MARCH 14 — A wild boar was caught and killed in Singapore a few weeks ago.  

The boar was apparently responsible for two attacks on pedestrians in Punggol in the west of the island in late February. Two women were injured by the animal and it was subsequently located and killed.  

Some local residents welcomed the decision to end the boar's life as of course no one wants to be attacked by a wild animal while walking in their neighbourhood.

Still you have to wonder if killing the animal was the solution? Though we like to say they are attacking us and are in our space, the truth is we are, in fact, in theirs.

Nature is everywhere and whether you are on a bike or in a car or building roads and parks, we are constantly threatening them. 

Surely the protocol should be to establish more spaces for these animals. To have strict reserves and areas away from human contact where more dangerous animals can be relocated to.  

Even the wild boar in question appears to have become habituated to people and was lured out of its natural habitat because people in the area had started feeding it. 

So again people encourage these animals and then demand they be killed when they stop acting like pets and start behaving like the wild things they are.  

It just doesn't seem fair to blame the animals in these cases.
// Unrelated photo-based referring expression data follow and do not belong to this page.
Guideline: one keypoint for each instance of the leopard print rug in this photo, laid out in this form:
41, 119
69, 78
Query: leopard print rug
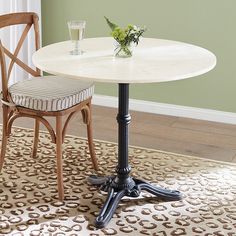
28, 192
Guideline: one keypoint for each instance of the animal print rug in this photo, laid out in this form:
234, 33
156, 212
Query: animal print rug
28, 192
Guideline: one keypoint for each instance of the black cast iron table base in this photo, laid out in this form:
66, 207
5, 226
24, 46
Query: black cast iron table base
123, 184
133, 189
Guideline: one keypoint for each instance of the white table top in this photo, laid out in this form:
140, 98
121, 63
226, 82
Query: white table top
154, 60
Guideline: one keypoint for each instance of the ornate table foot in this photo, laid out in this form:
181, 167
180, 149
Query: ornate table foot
115, 195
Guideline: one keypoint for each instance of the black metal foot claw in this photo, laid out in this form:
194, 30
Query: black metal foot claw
115, 195
109, 207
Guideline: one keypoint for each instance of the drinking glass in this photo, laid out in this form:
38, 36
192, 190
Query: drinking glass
76, 30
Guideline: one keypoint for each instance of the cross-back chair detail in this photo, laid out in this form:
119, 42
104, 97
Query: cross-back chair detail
11, 111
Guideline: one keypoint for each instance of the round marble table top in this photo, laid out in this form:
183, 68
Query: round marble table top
154, 60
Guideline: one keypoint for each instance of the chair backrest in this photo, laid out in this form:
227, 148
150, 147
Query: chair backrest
25, 18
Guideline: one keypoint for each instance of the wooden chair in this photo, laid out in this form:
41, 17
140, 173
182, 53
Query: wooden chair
41, 97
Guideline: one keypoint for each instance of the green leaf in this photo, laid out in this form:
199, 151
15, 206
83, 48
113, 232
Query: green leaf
111, 25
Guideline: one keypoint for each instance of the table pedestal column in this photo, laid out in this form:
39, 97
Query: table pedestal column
123, 184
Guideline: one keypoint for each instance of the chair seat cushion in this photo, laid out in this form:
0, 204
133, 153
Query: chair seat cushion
50, 93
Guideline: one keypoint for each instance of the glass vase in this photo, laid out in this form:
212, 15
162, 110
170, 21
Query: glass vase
123, 50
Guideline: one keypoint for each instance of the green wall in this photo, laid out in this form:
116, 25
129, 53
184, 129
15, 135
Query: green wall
207, 23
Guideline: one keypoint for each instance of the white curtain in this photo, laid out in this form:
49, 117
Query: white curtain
10, 35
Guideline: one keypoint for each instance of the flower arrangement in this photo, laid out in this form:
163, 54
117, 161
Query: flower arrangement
126, 38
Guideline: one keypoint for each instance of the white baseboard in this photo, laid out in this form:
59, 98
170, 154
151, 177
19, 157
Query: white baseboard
169, 109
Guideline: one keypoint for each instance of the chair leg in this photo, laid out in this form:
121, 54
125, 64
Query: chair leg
59, 157
36, 138
90, 138
4, 135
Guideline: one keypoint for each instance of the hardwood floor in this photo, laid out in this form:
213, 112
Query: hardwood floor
174, 134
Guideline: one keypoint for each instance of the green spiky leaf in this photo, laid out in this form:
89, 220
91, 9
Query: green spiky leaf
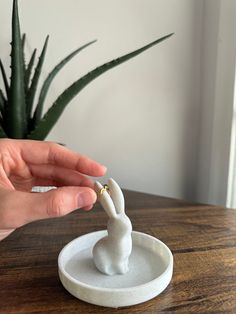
4, 77
35, 79
53, 114
49, 79
2, 102
16, 119
23, 41
28, 70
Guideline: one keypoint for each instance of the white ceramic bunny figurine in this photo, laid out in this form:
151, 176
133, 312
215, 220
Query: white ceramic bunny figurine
111, 253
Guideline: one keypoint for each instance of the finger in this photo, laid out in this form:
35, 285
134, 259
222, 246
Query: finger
36, 152
18, 208
59, 176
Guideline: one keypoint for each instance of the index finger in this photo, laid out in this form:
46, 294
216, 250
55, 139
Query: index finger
40, 152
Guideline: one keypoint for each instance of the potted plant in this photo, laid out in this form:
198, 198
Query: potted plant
17, 118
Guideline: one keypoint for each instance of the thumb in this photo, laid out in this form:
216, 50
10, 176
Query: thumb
18, 208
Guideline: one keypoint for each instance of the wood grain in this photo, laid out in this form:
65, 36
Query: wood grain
202, 239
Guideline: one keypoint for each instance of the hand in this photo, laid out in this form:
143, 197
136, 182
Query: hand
24, 164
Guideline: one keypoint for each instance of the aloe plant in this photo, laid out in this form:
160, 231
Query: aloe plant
18, 118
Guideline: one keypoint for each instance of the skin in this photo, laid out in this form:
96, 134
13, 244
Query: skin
24, 164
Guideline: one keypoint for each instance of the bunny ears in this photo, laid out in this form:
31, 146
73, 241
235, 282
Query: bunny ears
112, 202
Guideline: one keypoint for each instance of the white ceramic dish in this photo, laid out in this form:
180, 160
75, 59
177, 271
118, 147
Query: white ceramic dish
150, 271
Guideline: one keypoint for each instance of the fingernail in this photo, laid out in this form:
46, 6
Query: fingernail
104, 168
86, 198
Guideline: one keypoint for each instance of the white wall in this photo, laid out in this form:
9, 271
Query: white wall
217, 97
141, 119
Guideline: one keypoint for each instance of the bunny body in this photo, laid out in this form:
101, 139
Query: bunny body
111, 253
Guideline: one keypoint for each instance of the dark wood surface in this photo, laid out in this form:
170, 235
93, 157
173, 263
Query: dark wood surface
202, 239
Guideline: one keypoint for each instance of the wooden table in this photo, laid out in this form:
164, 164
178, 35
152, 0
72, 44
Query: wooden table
202, 239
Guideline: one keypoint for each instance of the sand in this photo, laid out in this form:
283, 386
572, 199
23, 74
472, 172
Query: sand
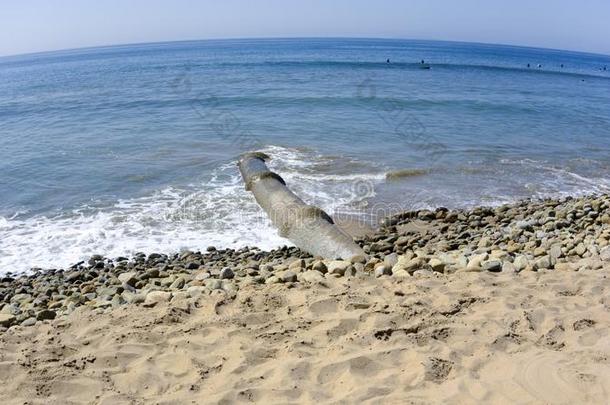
528, 338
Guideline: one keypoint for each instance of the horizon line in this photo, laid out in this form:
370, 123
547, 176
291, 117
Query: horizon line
127, 44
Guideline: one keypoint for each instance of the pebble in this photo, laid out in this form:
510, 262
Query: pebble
226, 273
338, 267
7, 320
383, 270
564, 235
155, 297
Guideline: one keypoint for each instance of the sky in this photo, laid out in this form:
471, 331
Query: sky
28, 26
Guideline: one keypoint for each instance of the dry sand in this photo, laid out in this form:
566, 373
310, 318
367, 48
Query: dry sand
523, 338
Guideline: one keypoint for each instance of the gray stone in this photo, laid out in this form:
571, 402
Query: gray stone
287, 276
155, 297
45, 314
401, 273
226, 273
492, 265
297, 265
521, 262
273, 280
543, 263
508, 267
358, 259
128, 278
338, 267
196, 291
7, 320
311, 276
31, 321
436, 265
178, 283
213, 284
319, 266
382, 270
390, 260
604, 254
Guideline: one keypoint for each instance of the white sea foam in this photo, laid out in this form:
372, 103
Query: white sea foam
217, 212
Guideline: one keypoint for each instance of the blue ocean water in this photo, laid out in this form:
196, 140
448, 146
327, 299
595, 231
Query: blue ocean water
122, 149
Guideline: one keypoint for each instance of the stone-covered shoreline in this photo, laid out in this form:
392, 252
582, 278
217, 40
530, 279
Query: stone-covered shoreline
571, 234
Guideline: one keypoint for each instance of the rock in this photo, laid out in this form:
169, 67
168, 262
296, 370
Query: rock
410, 265
133, 298
297, 265
338, 267
195, 291
564, 266
358, 259
178, 284
155, 297
390, 260
31, 321
312, 276
521, 262
580, 249
508, 267
543, 263
475, 261
202, 275
213, 284
226, 273
273, 280
492, 265
319, 266
192, 266
436, 265
287, 276
382, 270
7, 320
401, 273
45, 314
555, 253
128, 278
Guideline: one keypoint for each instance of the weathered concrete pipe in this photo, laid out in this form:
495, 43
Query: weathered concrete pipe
308, 227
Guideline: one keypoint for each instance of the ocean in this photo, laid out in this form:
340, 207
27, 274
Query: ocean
125, 149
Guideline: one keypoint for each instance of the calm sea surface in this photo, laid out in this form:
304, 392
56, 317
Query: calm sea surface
132, 148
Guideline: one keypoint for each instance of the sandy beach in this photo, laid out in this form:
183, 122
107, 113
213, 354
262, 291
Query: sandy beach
502, 305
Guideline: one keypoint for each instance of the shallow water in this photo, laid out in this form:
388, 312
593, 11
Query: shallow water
132, 148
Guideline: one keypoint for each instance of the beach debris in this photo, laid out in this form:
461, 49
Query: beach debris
307, 226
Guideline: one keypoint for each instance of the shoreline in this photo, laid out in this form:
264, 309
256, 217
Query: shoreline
494, 305
566, 234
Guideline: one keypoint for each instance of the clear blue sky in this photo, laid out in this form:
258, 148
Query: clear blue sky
41, 25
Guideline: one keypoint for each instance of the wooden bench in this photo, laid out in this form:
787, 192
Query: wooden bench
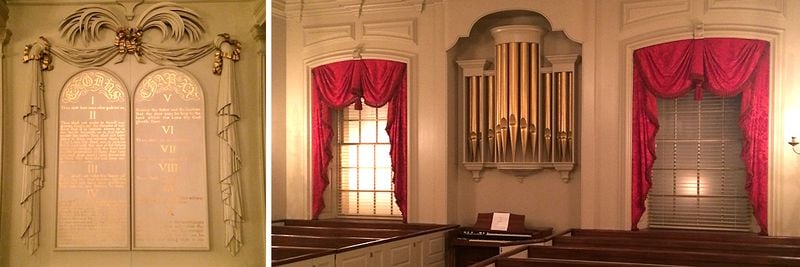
731, 237
318, 241
646, 256
520, 262
338, 232
629, 242
306, 243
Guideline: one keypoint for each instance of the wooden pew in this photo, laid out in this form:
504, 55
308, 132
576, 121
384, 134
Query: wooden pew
317, 241
644, 256
373, 224
636, 242
297, 253
338, 232
732, 237
521, 262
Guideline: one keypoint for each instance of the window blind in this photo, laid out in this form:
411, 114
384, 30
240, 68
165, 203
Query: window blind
365, 185
698, 176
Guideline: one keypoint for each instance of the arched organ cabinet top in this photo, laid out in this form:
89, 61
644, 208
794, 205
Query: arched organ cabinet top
519, 116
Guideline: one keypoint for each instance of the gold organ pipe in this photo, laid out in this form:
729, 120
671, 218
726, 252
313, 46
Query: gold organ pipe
534, 98
481, 98
498, 103
524, 91
548, 85
571, 113
562, 114
491, 120
503, 100
562, 101
513, 99
473, 103
473, 116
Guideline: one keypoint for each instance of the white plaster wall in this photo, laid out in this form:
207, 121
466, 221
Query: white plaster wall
623, 26
408, 35
608, 30
27, 22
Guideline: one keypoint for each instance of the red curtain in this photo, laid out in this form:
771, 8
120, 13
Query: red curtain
723, 66
337, 85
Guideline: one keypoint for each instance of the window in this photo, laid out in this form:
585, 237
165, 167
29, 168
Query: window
698, 176
364, 166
And while wild boars are delicious and aren't on any endangered  species list — given Singapore's tiny land area and the truly insignificant area we have left under natural forest cover — an effort really ought to be made to preserve every beast remaining on the island. Really, I don't think this is over-the-top environmentalism.

As Singaporeans, we have profited from this island immensely and have done so at the expense of the other creatures and plants who reside here. 

While we have built a comfortable city, we have destroyed the habitats of so many creatures. 

Of course the government has recently made a real effort to rehabilitate green space in Singapore by setting aside and reviving mangroves and increasing green cover but the truth is the damage wrought cannot be undone. 

The concrete tarmac, the high rises and homes that cover so much of our country are never going to be home to the leopards, tigers and elephants that lived here a century ago, leave alone the 100s of smaller species we've lost. 

So, I think we owe the animals who have clung on — the otters, the wild boars, the pangolins — real protection. Treating them fairly and not killing them, if at all possible, helps not only keep species alive but also makes us think differently about the environment. 

It’s not about what we can get from Nature but about what we can do for it. We owe the environment a debt and ultimately we need the environment far more than it needs us. 

Sustainability is not a buzz word, it’s a necessity. If we are to maintain the lifestyle we currently enjoy without destroying the planet and ourselves, we need to change behaviours on a fundamental level and each of us has to work to minimise our impact. 

Only a fundamental re-evaluation of our relationship with Nature can help and treating every life — human or animal or plant — as precious would be a good start.  

*This is the personal opinion of the columnist.